Oregon writer, Rain Trueax, and Oregon painter, Diane Widler Wenzel co-author Rainy Day Thought. Diane generally posts on Wednesdays and Rain on Saturdays. There may be extra days or changes as situations warrant. Comments are always welcome and appreciated as it turns an article into a discussion.

Tuesday, October 24, 2006

Environment regs to rags

When I used to listen to right wing talk radio, before I decided I'd lose my mind if I kept checking such radically different ways of thinking, their mantra tended to be that nobody would deliberately pollute the earth, and there was no need for environmental regulations because who wants to foul their own nest (not those exact words but close enough).

Are those who say such things serious? Do they truly not realize that by necessity, as well as sometimes greed, the dollar rules business? Or do they hope their listeners will not know? Have they never seen the desolate areas around mining towns, never heard how many cases of cancer there are among the children in some of the places where the environment was only seen in terms of dollar signs?

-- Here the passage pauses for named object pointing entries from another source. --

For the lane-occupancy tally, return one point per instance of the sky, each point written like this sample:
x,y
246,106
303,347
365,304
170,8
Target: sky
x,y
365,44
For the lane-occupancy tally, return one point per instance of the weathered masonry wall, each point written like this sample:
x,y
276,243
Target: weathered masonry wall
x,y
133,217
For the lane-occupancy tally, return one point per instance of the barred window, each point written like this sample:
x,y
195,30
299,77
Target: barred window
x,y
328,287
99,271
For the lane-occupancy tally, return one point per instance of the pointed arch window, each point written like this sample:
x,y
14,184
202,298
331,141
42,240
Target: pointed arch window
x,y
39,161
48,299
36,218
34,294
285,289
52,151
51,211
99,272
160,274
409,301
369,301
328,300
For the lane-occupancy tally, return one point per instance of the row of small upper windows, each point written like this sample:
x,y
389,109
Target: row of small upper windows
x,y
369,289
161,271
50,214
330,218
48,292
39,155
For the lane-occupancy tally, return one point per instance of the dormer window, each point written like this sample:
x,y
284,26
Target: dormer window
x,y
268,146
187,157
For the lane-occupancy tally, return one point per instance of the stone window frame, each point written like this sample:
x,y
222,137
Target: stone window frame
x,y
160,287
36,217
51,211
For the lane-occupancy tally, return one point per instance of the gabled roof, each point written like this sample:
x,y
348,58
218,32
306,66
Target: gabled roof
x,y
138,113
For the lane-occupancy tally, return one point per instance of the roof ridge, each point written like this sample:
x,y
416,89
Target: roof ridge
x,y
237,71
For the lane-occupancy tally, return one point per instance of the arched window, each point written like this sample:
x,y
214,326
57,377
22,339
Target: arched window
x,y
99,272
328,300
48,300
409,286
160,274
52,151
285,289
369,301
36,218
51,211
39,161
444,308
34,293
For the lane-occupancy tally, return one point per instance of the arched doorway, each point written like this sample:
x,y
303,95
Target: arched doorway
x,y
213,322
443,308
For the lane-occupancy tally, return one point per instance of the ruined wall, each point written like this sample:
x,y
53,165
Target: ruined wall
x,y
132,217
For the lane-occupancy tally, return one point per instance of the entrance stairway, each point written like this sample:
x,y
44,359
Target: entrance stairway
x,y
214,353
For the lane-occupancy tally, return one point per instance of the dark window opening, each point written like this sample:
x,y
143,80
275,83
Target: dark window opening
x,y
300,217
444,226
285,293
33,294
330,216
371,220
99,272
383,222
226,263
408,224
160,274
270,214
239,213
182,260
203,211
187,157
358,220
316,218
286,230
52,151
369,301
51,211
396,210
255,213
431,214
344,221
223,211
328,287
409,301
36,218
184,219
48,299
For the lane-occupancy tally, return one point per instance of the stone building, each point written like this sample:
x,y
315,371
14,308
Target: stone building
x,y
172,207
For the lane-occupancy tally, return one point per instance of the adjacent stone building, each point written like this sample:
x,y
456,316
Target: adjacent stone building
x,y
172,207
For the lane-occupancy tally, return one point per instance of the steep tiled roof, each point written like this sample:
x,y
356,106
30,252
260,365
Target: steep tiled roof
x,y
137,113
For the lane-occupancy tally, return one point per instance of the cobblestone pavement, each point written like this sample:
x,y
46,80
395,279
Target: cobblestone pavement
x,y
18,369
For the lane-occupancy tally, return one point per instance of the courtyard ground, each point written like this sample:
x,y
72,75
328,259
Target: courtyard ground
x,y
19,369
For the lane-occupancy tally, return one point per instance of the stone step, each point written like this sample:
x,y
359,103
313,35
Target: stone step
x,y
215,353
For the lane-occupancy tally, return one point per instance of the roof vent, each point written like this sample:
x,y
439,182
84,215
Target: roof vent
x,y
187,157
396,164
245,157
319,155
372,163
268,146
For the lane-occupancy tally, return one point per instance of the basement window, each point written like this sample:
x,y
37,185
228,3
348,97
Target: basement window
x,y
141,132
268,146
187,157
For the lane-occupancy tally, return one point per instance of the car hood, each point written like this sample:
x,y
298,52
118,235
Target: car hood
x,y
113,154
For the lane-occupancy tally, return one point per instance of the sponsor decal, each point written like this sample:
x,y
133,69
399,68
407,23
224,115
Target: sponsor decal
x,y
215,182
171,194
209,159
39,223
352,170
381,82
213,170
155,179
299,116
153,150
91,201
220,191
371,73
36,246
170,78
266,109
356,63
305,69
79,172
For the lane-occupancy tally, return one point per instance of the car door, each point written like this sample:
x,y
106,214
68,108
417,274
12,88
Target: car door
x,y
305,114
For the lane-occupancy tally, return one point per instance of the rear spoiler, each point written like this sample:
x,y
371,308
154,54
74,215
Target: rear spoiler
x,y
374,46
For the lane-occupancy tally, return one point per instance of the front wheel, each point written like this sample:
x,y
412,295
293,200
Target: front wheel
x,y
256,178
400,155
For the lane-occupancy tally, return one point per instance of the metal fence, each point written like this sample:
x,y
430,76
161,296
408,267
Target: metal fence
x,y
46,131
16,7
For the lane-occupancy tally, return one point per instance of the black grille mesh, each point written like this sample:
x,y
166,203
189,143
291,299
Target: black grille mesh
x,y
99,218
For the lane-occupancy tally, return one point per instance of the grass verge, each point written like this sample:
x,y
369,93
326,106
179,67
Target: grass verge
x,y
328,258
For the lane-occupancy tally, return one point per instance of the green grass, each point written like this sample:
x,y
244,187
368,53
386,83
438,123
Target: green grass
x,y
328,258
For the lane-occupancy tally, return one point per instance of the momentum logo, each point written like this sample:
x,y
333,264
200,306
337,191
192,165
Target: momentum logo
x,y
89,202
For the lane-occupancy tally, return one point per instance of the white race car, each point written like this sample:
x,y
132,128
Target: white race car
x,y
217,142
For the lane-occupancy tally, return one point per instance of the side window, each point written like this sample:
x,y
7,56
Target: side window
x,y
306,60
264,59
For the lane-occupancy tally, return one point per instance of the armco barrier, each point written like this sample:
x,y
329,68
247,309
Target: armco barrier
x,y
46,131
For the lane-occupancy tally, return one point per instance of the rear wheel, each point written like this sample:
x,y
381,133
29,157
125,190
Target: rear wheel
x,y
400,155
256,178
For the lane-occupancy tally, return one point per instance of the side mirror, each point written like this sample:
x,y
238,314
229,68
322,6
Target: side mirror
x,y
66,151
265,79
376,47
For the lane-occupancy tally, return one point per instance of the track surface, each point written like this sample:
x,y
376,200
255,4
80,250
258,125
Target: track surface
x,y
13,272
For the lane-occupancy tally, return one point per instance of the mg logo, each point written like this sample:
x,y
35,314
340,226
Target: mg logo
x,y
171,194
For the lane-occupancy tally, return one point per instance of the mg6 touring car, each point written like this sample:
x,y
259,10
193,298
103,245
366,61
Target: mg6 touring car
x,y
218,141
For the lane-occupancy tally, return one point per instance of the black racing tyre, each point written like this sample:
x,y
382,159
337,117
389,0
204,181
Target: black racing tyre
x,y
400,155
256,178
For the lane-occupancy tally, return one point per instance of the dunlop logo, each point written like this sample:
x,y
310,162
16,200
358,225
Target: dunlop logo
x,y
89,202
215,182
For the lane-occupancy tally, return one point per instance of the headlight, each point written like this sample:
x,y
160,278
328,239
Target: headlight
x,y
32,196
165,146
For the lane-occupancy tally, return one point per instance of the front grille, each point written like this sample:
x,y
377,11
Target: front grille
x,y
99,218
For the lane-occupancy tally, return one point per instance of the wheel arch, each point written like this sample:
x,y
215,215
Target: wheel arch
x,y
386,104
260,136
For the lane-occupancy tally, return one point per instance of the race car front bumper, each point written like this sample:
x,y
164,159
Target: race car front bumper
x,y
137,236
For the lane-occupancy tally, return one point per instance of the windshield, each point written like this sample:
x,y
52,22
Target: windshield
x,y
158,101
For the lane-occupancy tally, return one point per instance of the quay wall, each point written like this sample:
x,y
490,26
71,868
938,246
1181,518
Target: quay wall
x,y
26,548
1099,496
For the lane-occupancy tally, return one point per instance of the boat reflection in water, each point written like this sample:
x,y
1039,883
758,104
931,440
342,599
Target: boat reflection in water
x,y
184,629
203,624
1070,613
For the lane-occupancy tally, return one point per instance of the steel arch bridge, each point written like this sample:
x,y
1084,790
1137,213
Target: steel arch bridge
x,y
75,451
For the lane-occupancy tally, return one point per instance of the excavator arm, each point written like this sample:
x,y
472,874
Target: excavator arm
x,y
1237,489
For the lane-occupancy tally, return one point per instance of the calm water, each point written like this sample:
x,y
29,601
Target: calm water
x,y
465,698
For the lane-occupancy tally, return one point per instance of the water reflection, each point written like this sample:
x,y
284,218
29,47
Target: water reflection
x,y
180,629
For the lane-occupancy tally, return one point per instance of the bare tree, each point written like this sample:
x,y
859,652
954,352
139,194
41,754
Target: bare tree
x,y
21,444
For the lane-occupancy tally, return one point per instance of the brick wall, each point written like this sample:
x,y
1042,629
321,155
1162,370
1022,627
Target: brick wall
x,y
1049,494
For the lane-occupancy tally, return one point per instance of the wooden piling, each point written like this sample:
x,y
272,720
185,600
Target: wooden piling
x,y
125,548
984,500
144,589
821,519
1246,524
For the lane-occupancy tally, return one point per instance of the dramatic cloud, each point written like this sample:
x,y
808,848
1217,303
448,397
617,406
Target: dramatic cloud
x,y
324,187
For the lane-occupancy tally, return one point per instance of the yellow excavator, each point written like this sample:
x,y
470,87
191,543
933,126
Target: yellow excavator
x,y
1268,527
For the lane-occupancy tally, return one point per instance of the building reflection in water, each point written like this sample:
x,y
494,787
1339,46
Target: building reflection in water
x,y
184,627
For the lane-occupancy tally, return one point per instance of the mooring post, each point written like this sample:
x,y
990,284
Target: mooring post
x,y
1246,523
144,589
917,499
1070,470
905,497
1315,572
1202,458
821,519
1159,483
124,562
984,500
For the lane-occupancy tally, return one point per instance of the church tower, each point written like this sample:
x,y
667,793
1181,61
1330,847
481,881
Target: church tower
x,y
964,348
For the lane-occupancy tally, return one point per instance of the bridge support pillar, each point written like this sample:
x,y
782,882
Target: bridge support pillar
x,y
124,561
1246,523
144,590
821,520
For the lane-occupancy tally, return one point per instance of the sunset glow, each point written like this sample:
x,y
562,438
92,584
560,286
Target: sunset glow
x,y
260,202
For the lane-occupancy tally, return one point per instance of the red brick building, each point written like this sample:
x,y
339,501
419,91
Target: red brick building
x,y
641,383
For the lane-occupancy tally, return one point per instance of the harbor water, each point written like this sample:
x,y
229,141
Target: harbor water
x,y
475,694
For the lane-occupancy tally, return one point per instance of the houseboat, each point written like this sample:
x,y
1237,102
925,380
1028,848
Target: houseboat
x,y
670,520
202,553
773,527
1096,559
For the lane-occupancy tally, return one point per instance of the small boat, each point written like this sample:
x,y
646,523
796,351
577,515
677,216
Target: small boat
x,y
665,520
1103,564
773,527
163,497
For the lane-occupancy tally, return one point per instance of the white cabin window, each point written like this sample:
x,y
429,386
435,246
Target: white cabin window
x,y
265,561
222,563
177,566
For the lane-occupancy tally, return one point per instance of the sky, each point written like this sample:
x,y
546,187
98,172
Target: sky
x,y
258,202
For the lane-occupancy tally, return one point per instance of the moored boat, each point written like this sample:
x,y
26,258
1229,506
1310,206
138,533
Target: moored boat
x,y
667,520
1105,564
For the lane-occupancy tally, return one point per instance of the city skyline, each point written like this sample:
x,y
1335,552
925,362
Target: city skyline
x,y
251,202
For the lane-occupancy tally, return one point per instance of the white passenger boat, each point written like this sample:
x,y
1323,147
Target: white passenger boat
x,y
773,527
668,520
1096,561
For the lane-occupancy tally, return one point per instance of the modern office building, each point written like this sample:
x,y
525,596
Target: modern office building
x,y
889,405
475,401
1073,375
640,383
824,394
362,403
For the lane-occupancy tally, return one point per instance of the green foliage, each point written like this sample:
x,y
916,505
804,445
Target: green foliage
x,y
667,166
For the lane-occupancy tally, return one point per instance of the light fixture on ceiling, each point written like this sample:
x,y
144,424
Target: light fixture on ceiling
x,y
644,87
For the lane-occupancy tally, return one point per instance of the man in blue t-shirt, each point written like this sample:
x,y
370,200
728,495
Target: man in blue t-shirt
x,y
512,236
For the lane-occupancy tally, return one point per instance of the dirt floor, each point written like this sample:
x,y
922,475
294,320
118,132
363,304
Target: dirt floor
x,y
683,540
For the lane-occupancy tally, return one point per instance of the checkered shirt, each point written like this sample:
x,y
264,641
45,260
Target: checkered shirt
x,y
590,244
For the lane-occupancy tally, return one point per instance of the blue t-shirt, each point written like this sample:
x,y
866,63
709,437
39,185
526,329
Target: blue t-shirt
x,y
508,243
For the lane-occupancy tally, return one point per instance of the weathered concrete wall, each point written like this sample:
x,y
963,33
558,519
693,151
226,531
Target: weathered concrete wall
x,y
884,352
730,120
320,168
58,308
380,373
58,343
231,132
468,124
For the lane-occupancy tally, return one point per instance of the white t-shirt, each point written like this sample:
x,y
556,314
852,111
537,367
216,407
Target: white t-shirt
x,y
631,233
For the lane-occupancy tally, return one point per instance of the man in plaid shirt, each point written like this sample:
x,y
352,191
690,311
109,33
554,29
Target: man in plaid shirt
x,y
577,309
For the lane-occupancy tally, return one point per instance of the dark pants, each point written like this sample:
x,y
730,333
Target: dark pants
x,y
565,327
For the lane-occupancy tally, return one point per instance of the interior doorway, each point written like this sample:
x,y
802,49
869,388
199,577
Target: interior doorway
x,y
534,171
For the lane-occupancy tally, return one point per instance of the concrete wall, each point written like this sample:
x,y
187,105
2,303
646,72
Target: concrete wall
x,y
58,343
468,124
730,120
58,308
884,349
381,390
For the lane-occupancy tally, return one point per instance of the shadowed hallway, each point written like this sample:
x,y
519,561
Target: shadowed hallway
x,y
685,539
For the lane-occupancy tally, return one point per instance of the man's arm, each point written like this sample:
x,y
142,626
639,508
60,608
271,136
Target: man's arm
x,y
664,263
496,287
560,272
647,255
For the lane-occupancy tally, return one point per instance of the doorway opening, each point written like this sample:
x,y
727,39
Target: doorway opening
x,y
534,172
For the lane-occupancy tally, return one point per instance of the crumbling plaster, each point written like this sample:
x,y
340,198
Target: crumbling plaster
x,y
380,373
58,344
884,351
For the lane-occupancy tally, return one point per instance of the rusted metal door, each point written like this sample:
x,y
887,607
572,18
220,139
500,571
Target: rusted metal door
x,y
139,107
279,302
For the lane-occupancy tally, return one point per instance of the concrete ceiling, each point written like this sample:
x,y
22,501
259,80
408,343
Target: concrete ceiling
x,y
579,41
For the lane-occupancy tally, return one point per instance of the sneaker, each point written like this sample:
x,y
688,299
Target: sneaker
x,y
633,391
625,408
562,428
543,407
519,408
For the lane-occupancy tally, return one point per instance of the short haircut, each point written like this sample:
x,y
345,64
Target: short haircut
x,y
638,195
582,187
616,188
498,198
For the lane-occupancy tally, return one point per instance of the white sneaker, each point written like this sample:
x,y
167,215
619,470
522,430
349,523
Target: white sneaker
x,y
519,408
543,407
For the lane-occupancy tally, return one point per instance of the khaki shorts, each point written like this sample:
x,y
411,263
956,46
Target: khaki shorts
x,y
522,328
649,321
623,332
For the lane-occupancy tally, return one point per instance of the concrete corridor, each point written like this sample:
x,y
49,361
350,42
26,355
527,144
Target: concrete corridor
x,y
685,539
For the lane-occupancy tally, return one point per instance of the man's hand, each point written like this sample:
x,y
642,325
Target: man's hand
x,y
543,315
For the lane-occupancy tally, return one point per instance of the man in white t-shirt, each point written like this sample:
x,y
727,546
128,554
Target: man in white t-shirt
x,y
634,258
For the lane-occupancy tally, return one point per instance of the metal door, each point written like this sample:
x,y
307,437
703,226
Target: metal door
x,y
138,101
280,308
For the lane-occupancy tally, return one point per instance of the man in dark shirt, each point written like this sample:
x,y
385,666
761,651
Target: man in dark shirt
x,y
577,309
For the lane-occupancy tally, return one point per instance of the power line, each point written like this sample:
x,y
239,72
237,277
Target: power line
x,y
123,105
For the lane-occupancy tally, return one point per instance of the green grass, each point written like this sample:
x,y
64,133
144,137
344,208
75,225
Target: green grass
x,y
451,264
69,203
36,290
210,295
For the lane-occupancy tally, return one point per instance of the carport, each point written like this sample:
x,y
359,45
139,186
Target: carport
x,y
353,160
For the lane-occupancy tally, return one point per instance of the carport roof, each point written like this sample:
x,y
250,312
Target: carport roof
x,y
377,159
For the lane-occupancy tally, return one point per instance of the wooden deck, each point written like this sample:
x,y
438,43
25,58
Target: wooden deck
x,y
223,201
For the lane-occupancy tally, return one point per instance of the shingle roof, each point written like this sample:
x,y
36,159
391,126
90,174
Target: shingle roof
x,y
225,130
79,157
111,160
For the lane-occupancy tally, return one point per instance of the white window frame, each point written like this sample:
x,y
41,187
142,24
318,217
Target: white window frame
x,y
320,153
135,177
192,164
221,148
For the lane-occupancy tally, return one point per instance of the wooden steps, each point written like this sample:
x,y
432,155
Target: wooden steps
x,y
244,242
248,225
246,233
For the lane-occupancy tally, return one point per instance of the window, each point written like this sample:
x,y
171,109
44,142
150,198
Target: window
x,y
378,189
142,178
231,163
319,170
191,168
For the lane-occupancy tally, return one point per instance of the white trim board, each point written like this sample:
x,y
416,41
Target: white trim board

Fear of lawsuits slows some down from deliberately sickening their workers; but if the fines or lawsuit penalties aren't high enough, it won't do the job. Think back to when Chevrolet knew they had a gasoline tank placed where it could burn up the vehicle in an accident. They made the economic decision that a few small lawsuits were better than paying re-engineering costs. That lasted until a family was horribly burned and the lawsuit's verdict high enough to convince them otherwise.

Businesses are not in the business of being benevolent. They are in the business of making money and must compete with other countries around the world who have no environmental regulations. Most will add environmental protections into their costs only if government mandates it. You know which party would mandate that and which will not; so you can decide which you personally want. Remember though, what we mistakenly protect today can be changed tomorrow but not the other way around.

Yes, there are some people who are benevolent by nature and would not deliberately run a mine with faulty safety just to make money, but the reason government began to regulate such is that those kind weren't in the majority. Without an overseer, many companies would pour asbestos into the environment and figure a few sick children was not a big deal.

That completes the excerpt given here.